Publication | Open Access
CONSTITUTION OF A GLUCOMANNAN FROM JACK PINE (PINUS BANKSIANA, LAMB)
28
Citations
17
References
1960
Year
Bioorganic ChemistryEngineeringGlycobiologyAgricultural EconomicsPolysaccharideTree BreedingBiochemical EngineeringWood ComponentNatural PolymerIn Vitro FermentationBiochemistryPinus BanksianaWood FormationLigninBiomolecular EngineeringJack Pine WoodHemicellulose FractionNatural SciencesD-galactose ResiduesHemicellulose
A hemicellulose fraction from jack pine wood has been shown to contain D-mannose, D-glucose, and D-galactose in a molar ratio of 49:17:2. The glucomannan was electrophoretically homogeneous and showed a degree of polymerization of 18–21 by three different methods of end group analysis.
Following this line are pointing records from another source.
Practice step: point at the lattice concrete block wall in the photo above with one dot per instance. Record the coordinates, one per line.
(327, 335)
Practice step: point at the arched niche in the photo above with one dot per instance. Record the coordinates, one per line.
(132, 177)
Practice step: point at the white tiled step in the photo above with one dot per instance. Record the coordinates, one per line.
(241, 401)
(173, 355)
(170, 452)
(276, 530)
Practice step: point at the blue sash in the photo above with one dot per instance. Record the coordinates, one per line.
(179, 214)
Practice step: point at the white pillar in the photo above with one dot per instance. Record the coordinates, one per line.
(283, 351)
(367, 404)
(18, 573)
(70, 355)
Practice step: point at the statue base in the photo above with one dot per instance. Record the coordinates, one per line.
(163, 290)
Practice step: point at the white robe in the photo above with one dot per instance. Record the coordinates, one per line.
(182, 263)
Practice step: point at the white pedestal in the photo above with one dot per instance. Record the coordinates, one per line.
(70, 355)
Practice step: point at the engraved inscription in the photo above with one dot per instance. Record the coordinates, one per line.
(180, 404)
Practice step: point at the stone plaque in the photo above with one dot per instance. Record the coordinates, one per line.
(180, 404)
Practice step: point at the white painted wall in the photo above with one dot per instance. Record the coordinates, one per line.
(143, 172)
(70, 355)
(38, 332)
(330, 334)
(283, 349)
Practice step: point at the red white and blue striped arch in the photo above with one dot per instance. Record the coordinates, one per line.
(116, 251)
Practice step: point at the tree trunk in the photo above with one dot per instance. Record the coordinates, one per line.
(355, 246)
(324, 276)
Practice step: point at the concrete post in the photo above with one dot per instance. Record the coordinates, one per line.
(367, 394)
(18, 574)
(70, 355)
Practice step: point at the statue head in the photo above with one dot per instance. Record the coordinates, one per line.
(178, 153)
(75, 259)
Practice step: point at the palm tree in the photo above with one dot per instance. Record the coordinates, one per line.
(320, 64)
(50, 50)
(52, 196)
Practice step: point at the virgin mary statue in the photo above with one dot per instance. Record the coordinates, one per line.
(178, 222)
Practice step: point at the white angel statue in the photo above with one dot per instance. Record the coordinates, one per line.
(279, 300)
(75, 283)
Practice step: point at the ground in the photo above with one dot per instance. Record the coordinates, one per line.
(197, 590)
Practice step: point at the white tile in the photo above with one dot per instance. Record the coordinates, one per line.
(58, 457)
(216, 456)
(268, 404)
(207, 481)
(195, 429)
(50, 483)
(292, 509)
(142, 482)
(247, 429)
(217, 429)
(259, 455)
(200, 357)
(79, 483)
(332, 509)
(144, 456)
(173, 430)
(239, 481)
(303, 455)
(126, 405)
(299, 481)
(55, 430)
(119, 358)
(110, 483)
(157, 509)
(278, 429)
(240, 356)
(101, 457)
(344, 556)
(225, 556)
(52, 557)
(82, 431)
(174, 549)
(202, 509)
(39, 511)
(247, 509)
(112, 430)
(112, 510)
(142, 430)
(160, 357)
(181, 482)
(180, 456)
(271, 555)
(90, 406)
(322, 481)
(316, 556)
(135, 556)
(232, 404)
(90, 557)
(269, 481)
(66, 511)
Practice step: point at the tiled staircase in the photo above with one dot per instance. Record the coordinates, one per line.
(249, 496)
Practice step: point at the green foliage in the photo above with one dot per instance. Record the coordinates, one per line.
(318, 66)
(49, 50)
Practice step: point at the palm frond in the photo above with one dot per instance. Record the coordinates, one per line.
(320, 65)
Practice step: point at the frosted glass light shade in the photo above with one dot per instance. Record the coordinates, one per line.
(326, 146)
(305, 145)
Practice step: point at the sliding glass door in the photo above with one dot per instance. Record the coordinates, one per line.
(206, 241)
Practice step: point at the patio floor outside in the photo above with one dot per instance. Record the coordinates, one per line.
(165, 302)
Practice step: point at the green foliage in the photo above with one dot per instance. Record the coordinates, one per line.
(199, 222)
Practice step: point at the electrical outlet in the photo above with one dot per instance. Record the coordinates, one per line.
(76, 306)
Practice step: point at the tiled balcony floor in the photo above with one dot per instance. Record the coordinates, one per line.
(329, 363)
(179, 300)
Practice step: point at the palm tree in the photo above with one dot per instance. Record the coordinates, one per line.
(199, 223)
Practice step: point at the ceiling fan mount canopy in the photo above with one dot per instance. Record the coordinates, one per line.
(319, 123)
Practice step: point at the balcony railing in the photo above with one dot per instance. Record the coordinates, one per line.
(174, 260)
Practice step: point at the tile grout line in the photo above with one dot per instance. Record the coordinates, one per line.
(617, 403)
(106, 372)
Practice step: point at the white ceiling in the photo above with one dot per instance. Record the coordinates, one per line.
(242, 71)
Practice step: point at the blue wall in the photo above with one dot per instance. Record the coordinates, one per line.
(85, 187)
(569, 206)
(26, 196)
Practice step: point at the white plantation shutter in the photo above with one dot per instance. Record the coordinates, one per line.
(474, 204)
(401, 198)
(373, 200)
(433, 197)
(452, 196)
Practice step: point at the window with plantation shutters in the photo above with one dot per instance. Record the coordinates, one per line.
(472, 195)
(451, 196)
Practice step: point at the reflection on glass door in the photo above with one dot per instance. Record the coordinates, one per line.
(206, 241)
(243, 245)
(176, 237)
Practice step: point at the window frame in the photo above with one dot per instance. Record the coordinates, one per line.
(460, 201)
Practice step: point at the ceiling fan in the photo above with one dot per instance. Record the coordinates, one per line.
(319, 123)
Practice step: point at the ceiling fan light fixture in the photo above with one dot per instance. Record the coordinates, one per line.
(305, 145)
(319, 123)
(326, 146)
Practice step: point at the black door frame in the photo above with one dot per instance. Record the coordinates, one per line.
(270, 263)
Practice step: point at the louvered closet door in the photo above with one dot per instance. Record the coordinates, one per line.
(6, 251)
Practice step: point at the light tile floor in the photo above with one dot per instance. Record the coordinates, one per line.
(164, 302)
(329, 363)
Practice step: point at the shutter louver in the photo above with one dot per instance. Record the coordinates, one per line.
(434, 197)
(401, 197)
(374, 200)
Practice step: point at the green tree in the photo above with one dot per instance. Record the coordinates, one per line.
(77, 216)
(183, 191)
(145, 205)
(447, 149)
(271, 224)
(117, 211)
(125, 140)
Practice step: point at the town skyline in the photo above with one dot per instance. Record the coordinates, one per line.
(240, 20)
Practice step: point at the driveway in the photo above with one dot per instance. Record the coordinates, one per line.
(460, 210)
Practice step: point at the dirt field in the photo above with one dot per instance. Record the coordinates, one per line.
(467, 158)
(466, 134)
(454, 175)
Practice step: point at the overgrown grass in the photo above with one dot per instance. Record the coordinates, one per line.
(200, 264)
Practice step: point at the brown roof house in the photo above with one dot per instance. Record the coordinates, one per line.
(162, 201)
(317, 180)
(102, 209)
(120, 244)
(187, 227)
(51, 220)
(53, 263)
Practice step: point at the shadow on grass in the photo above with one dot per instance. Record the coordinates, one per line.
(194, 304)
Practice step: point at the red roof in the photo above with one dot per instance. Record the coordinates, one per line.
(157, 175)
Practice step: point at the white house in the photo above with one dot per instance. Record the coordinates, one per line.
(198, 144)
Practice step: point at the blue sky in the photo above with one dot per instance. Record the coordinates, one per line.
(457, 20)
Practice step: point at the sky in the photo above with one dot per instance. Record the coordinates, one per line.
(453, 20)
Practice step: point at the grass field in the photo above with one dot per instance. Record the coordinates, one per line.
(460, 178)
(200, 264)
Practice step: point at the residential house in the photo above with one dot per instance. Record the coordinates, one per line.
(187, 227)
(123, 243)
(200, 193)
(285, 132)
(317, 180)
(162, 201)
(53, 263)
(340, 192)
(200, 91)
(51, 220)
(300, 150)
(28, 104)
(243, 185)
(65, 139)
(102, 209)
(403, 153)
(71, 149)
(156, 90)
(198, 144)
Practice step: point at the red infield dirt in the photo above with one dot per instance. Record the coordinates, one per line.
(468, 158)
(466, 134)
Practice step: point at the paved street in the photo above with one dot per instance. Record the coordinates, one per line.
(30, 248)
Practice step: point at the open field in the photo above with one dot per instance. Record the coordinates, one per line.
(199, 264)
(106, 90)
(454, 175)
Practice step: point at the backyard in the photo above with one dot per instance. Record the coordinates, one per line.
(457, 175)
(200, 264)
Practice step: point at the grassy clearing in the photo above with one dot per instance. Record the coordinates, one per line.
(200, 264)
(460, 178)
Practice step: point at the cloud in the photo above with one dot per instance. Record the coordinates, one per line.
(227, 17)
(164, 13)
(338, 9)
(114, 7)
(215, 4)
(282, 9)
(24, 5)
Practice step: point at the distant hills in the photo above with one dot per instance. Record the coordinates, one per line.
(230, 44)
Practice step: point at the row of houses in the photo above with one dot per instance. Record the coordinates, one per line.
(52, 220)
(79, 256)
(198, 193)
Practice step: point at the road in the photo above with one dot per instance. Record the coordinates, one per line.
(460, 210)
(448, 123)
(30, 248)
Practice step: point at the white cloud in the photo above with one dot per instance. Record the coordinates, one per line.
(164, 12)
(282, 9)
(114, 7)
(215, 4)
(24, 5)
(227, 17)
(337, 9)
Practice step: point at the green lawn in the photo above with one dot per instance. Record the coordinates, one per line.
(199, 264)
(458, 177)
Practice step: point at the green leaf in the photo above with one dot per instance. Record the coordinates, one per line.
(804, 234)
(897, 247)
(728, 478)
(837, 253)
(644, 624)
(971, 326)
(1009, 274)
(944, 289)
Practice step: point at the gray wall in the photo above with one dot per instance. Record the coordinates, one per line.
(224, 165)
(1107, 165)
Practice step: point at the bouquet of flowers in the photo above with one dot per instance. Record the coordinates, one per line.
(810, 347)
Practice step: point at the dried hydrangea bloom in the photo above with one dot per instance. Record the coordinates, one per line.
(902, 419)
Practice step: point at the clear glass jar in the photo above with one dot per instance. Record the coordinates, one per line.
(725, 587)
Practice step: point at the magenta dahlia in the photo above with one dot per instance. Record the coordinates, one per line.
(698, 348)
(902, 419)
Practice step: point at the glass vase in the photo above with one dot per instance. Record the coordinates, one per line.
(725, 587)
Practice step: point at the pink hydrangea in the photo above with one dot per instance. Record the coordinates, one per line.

Methylation and hydrolysis yielded the following O-methyl ethers: 2,3,4,6-tetra-O-methyl-D-glucose (2.8 moles); 2,3,4,6-tetra-O-methyl-D-galactose (1 mole); 2,3,6-tri-O-methyl-D-mannose (52 moles); 2,3,6-tri-O-methyl-D-glucose (15.3 moles); di-O-methyl-D-glucose (1 mole); di-O-methyl-D-galactose (2 moles). Lack of survival of any monosaccharides in the periodate-oxidized glucomannan showed that there was no branching through C 2 or C 3 of any of the units. Gas–liquid partition chromatography was used to analyze products from methylation and hydrolysis and from periodate oxidation and reduction of the polysaccharides. The results showed that the glucomannan from jack pine was composed of 1 → 4 linked β-D-mannose and β-D-glucose residues with D-galactose residues present as non-reducing terminal units. Branching, if any, must occur through C 6 of units making up the polysaccharide. This structure is compared with those of glucomannans found in other soft woods.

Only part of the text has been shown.